Upper gastrointestinal complications associated with gemcitabine-concurrent proton radiotherapy for inoperable pancreatic cancer.

BACKGROUND: Little is known about acute upper gastrointestinal (GI) complications associated with gemcitabine-concurrent proton radiotherapy (GPT) for inoperable pancreatic cancer. We investigated acute GI complications following GPT in patients with inoperable pancreatic cancer using small-bowel endoscopy. METHODS: This prospective single center observational study was conducted at the Hyogo Ion Beam Medical Center from January 2010 to January 2012. Ninety-one patients who had clinically and medically inoperable pancreatic cancer treated by GPT were analyzed.

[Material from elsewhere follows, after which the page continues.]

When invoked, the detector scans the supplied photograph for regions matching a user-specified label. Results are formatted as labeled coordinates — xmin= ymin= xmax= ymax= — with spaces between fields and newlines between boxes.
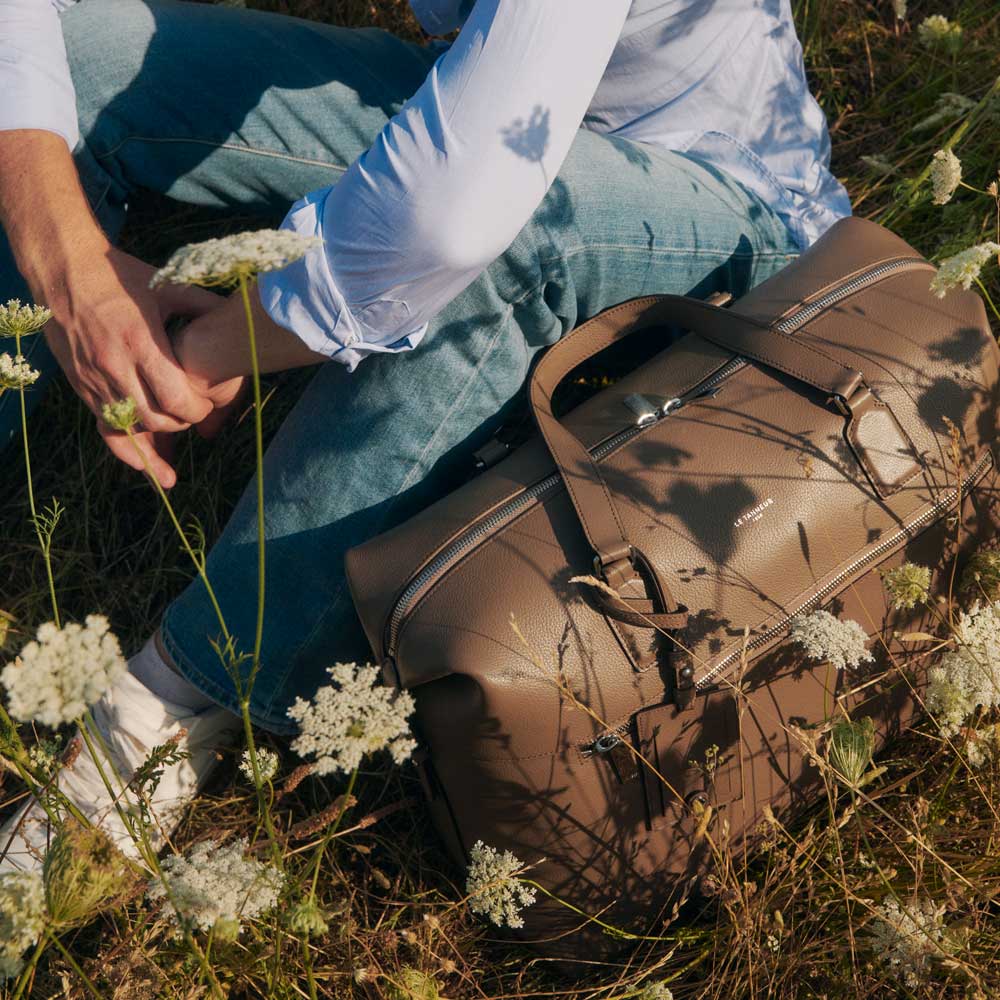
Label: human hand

Endoscopic examinations were performed before and after GPT to clarify the incidence rates of radiation-induced ulcers, GI hemorrhage, and GI perforation associated with GPT. RESULTS: Post-treatment endoscopic examinations revealed that 45 (49.4 %) patients had radiation-induced ulcers in the stomach and duodenum. Of those, many ulcerative lesions were found in the lower stomach (51 %) and horizontal part of the duodenum (39 %), regardless of the primary tumor site in the pancreas. Neither GI hemorrhage, nor perforation, was found in post-treatment endoscopy examinations. CONCLUSION: Approximately half of the patients treated with GPT for inoperable pancreatic cancer exhibited radiation-induced ulcers in the stomach and duodenum.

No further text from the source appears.